In [123]: x3 = csr_array(x.T)
In [124]: y3 = csr_array(y.T)
In [130]: %timeit np.dot(x3, y3).sum()
72.2 µs ± 121 ns per loop (mean ± std. dev. of 7 runs, 10,000 loops each)
In [134]: %timeit x3.dot(y3.T)[0, 0]
92.6 µs ± 358 ns per loop (mean ± std. dev. of 7 runs, 10,000 loops each)
In [139]: %timeit x3.multiply(y3).sum(1)[0]
62.7 µs ± 1.33 µs per loop (mean ± std. dev. of 7 runs, 10,000 loops each)
In [140]: %timeit x3.multiply(y3).sum()
76.4 µs ± 13.4 µs per loop (mean ± std. dev. of 7 runs, 10,000 loops each)

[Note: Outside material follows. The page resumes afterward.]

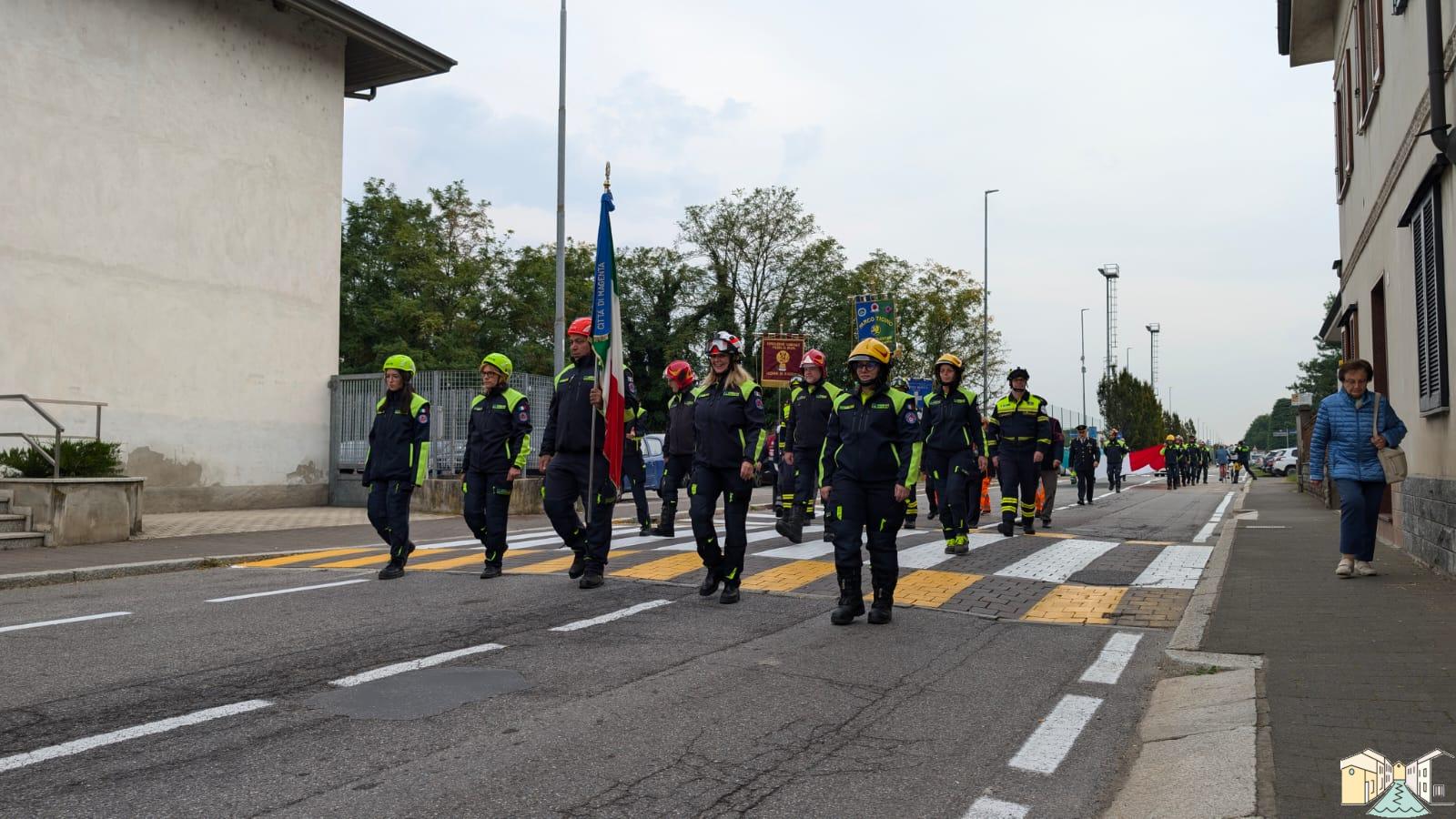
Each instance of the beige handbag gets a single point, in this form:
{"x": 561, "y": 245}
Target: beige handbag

An example with a very large (but very sparse) vector:
In [142]: a = csr_array([1, 2], shape=(1, 1_000_000_000))
In [147]: %time np.dot(a, a).sum()
CPU times: user 205 ms, sys: 926 ms, total: 1.13 s
Wall time: 1.13 s
Out[147]: 5
In [149]: %time a.dot(a.T)[0, 0]
CPU times: user 854 ms, sys: 513 ms, total: 1.37 s
Wall time: 1.37 s
Out[149]: 5
In [151]: %time a.multiply(a).sum(1)[0]
CPU times: user 181 µs, sys: 0 ns, total: 181 µs
Wall time: 182 µs
Out[151]: 5
In [152]: %time a.multiply(a).sum()
CPU times: user 229 ms, sys: 902 ms, total: 1.13 s
Wall time: 1.13 s
Out[152]: 5
If you can use Cython or Numba, it's possible to do it even faster. For Cython, an implementation to calculate the product of two shape (1, n) csr_array with float64 values which gives me some 10%-20% performance improvement over a.multiply(b).sum(1)[0] could look something like the following:
@cython.boundscheck(False)
@cython.wraparound(False)
def cython_dot(a, b):
cdef int na = a.nnz
cdef int nb = b.nnz
cdef double[:] a_data_view = a.data
cdef int[:] a_indices_view = a.indices
cdef double[:] b_data_view = b.data
cdef int[:] b_indices_view = b.indices
cdef int a_ptr = -1
cdef int b_ptr = -1
cdef int aiv, biv
cdef double result = 0
cdef bint a_update = True
cdef bint b_update = True
while True:
if a_update:
a_ptr += 1
aiv = a_indices_view[a_ptr]
a_update = False
if b_update:
b_ptr += 1
biv = b_indices_view[b_ptr]
b_update = False
if a_ptr == na or b_ptr == nb:
break
if aiv < biv:
a_update = True
elif aiv > biv:
b_update = True
else:
result += a_data_view[a_ptr] * b_data_view[b_ptr]
a_update = True
b_update = True
return result
Here,
result += a_data_view[a_ptr] * b_data_view[b_ptr]
could also use libc.math.fma if higher precision is necessary (but this makes it a bit slower in my testing):
result = fma(a_data_view[a_ptr], b_data_view[b_ptr], result)
A fast Numba implementation could be similar and is about as fast in my testing.